My problem with the desktop is the lack of the Start button - and not because I’m nostalgic about it, but because of how we use computers. So I’ve come up a solution. We don’t want to ignore metro, so let’s put metro into the Start menu. Touch the re-introduced Start orb and full screen metro pops up. But CLICK the orb (with the mouse) and up pops MiniMetro across the bottom of the screen, because the computer recognises you are in super functional desktop working mode. (Click the orb again to launch full screen metro.) Mini metro is like the 30,000 ft view of metro that you get when you pinch the screen; the tiles are simplified, probably just showing the title of the app, but other than that all the shortcuts are arranged as they are in metro so you know exactly where everything is. Underneath the tiles are the titles of your folders or ‘clumps’ of tile. Click on the title of the clump and both title and clump will quickly swish to the left of the minimetro area and you can click on the app you want to launch. This means it is easy to organise apps and quick to get to them with minimum mouse movement (Start orb, up a bit to title, up a bit to app, done). You can click on the windows logo beside the search bar to the left and the minimetro will change from a metro layout to your most frequently used apps in metro layout. Once again, dead quick.
Between the start orb and the titles is the search bar. Type to search apps and they start appearing above in the minimetro area or hit return or click the search icon to launch full search of everything.
On the right side of the screen are the settings buttons and advanced options.
You should be able to click and drag copies of tiles from the minimetro area to the desktop area to create shortcuts there if you want a cluttered desktop.
You should also be able to run full screen metro apps in windows if you launch them from the desktop rather than metro.
Windows should have their main chrome at the side (swap for left handed) so you don’t need to cover the window with you arm to reach the chrome at the top to move the thing around.
Moving windows/icons/files to the bottom of the screen should open up the delete bar.
The metro start screen is going to get difficult to navigate very quickly when it starts filling up with apps.
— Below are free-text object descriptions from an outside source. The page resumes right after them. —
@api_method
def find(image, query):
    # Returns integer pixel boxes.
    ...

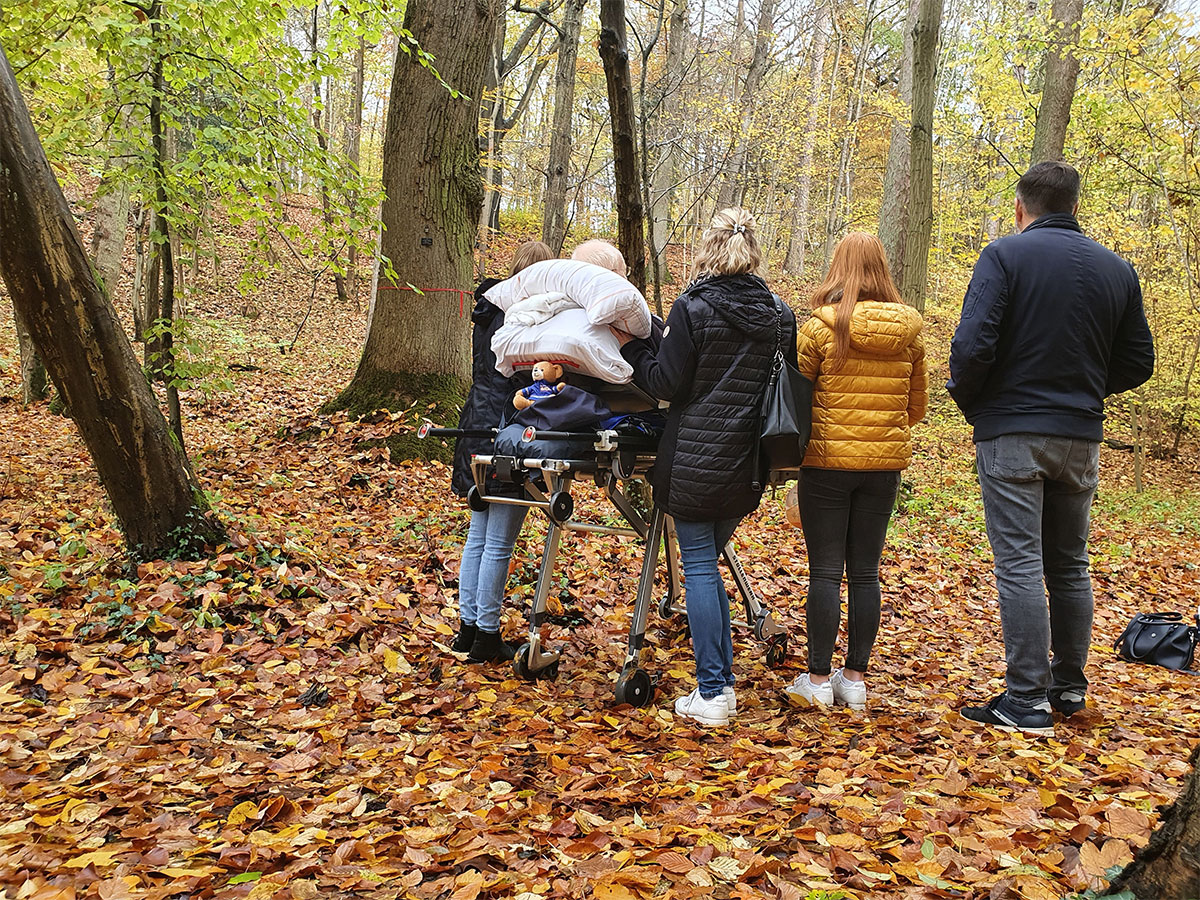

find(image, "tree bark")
[310,3,349,306]
[345,36,366,309]
[823,0,875,267]
[715,0,777,210]
[878,0,919,277]
[330,0,500,417]
[898,0,943,312]
[14,303,48,405]
[599,0,647,292]
[648,0,689,288]
[0,44,223,558]
[1103,745,1200,899]
[543,0,587,255]
[782,0,829,276]
[90,171,130,296]
[1030,0,1084,164]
Introducing a Clump Title at the top, displayed in a similar way to xbox UI, would allow quick navigation to tile clumps and so speed up the whole process.
3. Charms and multitasking access
Swipe in from the sides of the screen brings up various menus. So, in desktop mode, move the mouse to the limit of the left of the screen and click and multitasking appears as it would if you had swiped in. Forget about corners, it should be the whole limit of the screen edge, just like it is with touchscreen. Similarly on charms from the right; move the mouse to the right limit and click. This should also be used for menus from the bottom of the screen. Click the top and rather than immediately closing the app, you are given a pop up (or pop down) with a nice big ‘x’, or side by side mode or minimise option. As the future will be tablet and laptop rather than desktop, we should make use of gestures on the trackpad. Swipe in from the left on the trackpad should be the same as swipe in from the left on the screen. (I tested earlier and I mostly start my fingers in the centre of the trackpad and move out from there for normal movement of the curser). Alternatively, use three fingered swipe, left to right to bring up menu on the left side. This sort of use of gestures makes much more sense than it does even on OS X to bring up these sort of menus.
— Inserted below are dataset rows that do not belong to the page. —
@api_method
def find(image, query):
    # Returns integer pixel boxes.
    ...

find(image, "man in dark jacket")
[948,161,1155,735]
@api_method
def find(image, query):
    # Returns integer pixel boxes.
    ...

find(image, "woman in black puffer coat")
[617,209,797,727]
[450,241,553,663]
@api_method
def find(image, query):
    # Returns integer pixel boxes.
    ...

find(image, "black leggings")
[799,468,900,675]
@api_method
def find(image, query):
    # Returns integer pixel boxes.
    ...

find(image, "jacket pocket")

I can’t wait to have a go on Windows 8. Unfortunately I don’t have anything on which to run the consumer beta, so please forgive me if some of this already happens.
But for now, in my mind at least, problem solved.
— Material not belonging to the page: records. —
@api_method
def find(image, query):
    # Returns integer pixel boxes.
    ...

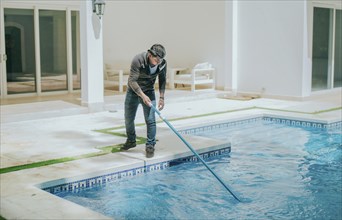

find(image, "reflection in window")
[39,10,67,92]
[312,7,341,91]
[72,11,81,90]
[5,9,36,94]
[312,7,332,91]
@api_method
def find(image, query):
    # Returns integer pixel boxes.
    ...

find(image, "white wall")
[237,1,308,97]
[102,1,227,89]
[102,1,315,97]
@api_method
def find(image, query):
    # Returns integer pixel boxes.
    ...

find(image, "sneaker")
[120,140,136,151]
[145,145,155,158]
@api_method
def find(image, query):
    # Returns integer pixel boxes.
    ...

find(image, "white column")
[80,0,104,112]
[224,1,232,92]
[302,1,311,97]
[224,0,238,95]
[34,6,41,95]
[232,0,238,95]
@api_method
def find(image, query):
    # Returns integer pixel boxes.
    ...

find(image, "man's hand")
[140,93,151,106]
[158,97,164,110]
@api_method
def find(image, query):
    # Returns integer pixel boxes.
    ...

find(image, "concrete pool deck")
[1,88,341,219]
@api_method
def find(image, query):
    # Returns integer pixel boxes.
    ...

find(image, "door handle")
[0,54,7,62]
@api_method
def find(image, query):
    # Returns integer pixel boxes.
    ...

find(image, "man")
[120,44,167,158]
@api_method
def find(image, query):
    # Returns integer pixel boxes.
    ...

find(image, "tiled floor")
[0,88,341,219]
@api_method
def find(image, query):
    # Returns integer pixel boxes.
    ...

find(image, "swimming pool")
[51,117,341,219]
Edit. After playing around with the prerelease of Windows 8, I have now decided that the desktop can die a long , cold death. Every element of it, bar the programs themselves, becomes superfluous in the new Modern UI. Everything -especially office - needs to move to this new environment. It is a brilliant paradigm and I hope Microsoft pull off the ecosystem to go with it. It could be awesome if it gets the developer support.